ASU Now | October 23, 2019

vegetables arranged into the shape of a heart
Heart symbol. Vegetables diet concept. Food photography of heart made from different vegetables on white wooden table. High resolution product.
If you’ve been on the internet in the past couple of years, chances are you’ve heard of a plant-based diet. According to Forbes, plant-based dieting remains one of the most influential trends impacting the food and beverage industry. People adopt plant-based diets for a variety of different reasons, from a concern about the environment and animals to a simple desire to eat healthier. However, experts say there’s a good reason to hesitate before adopting such diets: the possibility of becoming nutrient deficient.

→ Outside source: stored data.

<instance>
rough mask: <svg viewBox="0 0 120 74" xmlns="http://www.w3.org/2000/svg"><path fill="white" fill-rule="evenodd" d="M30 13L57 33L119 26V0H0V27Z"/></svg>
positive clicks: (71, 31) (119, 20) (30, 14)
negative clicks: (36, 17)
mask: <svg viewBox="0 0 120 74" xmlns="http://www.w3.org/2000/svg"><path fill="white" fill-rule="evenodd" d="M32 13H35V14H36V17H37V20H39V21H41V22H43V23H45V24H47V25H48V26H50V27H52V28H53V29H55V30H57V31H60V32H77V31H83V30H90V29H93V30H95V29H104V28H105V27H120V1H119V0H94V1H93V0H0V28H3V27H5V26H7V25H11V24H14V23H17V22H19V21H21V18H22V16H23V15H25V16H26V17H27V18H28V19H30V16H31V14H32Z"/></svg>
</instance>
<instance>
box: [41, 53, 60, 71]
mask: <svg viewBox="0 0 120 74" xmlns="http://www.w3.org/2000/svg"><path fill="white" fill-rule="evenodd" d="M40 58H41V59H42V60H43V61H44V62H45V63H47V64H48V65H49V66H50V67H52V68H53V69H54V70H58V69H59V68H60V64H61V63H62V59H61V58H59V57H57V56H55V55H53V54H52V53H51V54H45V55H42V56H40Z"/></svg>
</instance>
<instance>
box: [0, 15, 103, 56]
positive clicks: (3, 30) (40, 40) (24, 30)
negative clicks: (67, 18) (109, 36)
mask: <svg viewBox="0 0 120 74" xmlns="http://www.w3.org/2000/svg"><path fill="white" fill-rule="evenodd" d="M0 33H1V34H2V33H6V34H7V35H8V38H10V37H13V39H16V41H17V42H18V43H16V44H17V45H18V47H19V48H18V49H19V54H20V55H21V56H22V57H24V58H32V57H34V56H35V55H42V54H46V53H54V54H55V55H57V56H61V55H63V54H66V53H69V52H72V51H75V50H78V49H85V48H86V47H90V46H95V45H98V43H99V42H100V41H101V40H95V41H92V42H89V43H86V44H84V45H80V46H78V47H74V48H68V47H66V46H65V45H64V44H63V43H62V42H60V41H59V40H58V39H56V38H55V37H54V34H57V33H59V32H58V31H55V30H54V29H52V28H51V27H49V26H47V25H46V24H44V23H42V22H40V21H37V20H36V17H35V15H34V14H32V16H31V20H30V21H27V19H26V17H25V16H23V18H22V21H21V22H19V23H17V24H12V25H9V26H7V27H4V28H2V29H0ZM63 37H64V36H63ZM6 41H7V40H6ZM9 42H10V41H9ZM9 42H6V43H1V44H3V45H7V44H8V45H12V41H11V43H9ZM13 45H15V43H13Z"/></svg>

In a new paper published in the journal Nutrients, Arizona State University College of Health Solutions professors Carol Johnston and Chris Wharton warn that “nutrient deficiencies, including protein, are possible due to low bio-availability from plant-based sources.” In other words, those who adopt plant-based or similar diets could become deficient in protein due to the fact that it is harder to absorb from plant-based sources. In such cases, protein supplementation is often necessary.

To gauge the efficacy of protein supplementation, Johnston and Wharton, who is also a sustainability scientist in the Julie Ann Wrigley Global Institute of Sustainability, conducted a study detailed in the paper in which they gave a small subgroup of 37 under-active vegetarians a mung bean protein supplement. When the study ended, they found that those who took the supplement had improved strength levels compared to their levels measured before the trial.

The main goal of the research is to convince the government to increase the recommended daily allowance of protein for those who follow plant-based or similar diets.